Intanto consideriamo con grande favore il cambiamento dell’orario d’inizio degli spettacoli, anticipato alle 8,45; è ovvio che se si comincia prima si dovrebbe finir prima, purchè… si cominci puntualmente, cioè che nel nostro Comunale non sembra ancora essere ancora una virtù acquisita.
Ad uno sguardo panoramico, i 10 spettacoli (più l’operetta) presentano una bella varietà di offerta tea-trale. Si comincia il 6 novembre con uno spettacolo della più profonda tradizione popolare veneta, cioè “Moscheta” di Ruzante.

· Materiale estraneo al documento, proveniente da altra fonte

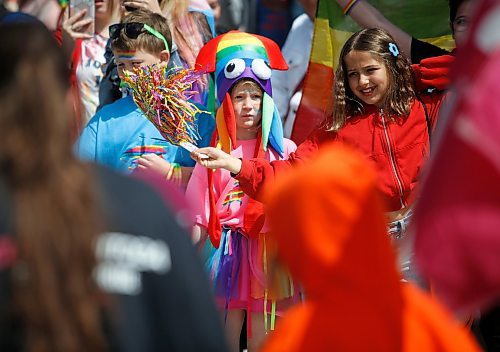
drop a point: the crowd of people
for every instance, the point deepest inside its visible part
(116, 237)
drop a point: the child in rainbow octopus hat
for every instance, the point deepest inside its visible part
(235, 240)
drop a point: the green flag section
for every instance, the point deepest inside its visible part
(427, 20)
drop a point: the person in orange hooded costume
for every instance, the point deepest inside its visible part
(333, 238)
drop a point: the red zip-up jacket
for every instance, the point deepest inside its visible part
(398, 146)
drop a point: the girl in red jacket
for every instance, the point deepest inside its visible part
(377, 111)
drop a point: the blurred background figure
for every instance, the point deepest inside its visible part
(333, 238)
(458, 215)
(87, 58)
(89, 260)
(287, 85)
(191, 24)
(47, 11)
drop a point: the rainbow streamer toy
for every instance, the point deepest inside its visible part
(234, 56)
(163, 96)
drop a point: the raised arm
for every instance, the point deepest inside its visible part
(254, 174)
(367, 16)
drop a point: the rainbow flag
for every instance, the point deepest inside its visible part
(427, 20)
(456, 221)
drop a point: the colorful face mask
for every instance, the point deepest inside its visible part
(234, 56)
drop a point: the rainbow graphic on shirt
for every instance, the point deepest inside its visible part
(131, 155)
(234, 195)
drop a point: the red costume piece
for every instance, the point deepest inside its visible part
(332, 236)
(398, 146)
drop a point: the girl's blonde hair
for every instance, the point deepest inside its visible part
(400, 93)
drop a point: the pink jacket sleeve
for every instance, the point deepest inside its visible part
(255, 173)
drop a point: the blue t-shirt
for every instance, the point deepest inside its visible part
(119, 134)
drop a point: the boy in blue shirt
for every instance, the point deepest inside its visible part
(119, 135)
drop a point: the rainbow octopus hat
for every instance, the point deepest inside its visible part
(234, 56)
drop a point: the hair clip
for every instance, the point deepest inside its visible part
(393, 48)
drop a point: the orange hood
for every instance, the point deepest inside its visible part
(329, 226)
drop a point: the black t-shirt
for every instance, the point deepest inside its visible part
(421, 50)
(149, 267)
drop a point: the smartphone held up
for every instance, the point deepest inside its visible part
(76, 6)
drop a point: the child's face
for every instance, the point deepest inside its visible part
(247, 106)
(367, 76)
(129, 60)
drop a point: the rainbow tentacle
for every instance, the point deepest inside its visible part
(272, 129)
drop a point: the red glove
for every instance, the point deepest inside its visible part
(433, 72)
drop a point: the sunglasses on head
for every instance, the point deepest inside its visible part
(133, 29)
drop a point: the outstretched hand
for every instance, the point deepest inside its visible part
(217, 159)
(433, 72)
(76, 26)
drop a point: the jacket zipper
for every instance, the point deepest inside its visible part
(393, 163)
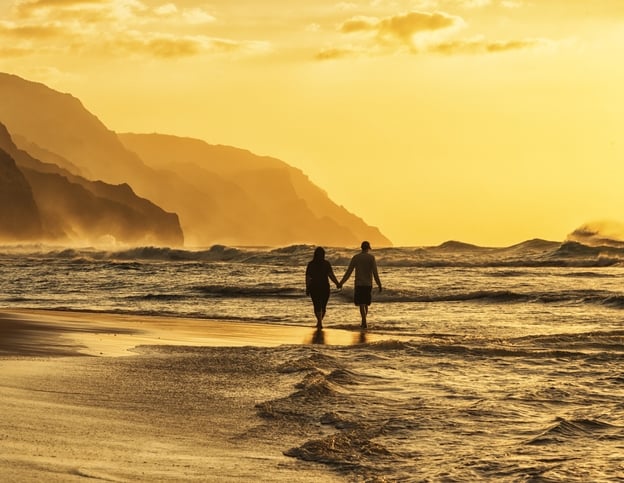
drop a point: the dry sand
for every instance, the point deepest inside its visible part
(80, 400)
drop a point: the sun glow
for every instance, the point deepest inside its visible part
(489, 122)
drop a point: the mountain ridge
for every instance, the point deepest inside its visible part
(270, 203)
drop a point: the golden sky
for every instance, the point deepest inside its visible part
(485, 121)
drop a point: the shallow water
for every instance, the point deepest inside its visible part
(510, 364)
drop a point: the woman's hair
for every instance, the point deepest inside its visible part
(319, 254)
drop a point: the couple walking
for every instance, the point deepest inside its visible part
(319, 272)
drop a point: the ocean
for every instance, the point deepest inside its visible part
(502, 364)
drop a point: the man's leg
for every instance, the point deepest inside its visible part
(363, 313)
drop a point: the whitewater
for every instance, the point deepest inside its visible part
(496, 363)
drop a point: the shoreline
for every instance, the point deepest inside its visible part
(115, 397)
(65, 333)
(182, 408)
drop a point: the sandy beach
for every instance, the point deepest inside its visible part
(135, 398)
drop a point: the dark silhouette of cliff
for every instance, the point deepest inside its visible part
(285, 204)
(72, 208)
(19, 216)
(221, 194)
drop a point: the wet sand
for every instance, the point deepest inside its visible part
(132, 398)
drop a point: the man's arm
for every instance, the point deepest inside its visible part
(376, 274)
(347, 274)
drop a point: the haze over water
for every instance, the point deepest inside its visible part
(499, 364)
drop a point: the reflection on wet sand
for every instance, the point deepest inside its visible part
(335, 337)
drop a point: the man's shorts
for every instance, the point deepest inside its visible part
(362, 295)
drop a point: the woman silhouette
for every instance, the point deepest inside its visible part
(318, 273)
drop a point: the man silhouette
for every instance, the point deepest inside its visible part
(365, 267)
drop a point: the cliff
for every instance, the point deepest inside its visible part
(64, 207)
(221, 194)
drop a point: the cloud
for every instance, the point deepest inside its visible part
(418, 33)
(402, 27)
(487, 47)
(110, 27)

Il 28 novembre al Teatro Comunale avremo modo di vedere “Nel nome del padre” con Margherita Buy, una delle più importanti attrici italiane di oggi.
Martedì 4 dicembre è in programma “John Gabriel Borkman” di Henrik Ibsen, mentre il 18 dicembre va in scena “The Country” di Martin Crimp, con tra gli altri Laura Morante.
Il 13 di dicembre, come vuole la tradizione, per gli appassionati del genere è il turno dell’operetta; quest’anno va in scena “Il Pipistrello” di Johann Strauss, per la Compagnia di Corrado Abbati.
Mercoledì 9 gennaio tocca a Oscar Wilde con un suo classico “Un marito ideale”, mentre il 23 gennaio è il turno di “Ti ricordi di me?” definito “un rocambolesco incontro tra una narcolettica e un cleptomane”, che porterà al Comunale di Thiene Ambra Angiolini.
Febbraio, il mese del teatro per eccellenza, presenta due spettacoli: il 12 andrà in scena il rifacimento di un famoso film “Eva contro Eva” con tra gli altri Pamela Villoresi e Massimiliano Franciosa, mentre il 26, sempre grande al Teatro Comunale, Carlo Giuffrè presenterà un’altra commedia di Eduardo del Filippo, “Questi fantasmi”.
Il 5 marzo al Teatro Comunale andrà in scena una specie di sfida culturale: dal romanzo di Italo Svevo “La coscienza di Zeno”, Tullio Kezich ha tratto un dramma che, con la regia di Maurizio Scaparro, vedrà sul palcoscenico Giuseppe Pambieri.
Si termina il 19 marzo con “Signore e Signori”, tratto dal famoso film di Pietro Germi, con Natalino Balasso, Aristide Genovese e Anna Zago.
Una stagione quindi che, avendo mantenuto gli stessi prezzi, è una sfida alla crisi e che almeno sulla carta ha tutte le premesse per mantenere alto il prestigio del Teatro Comunale di Thiene.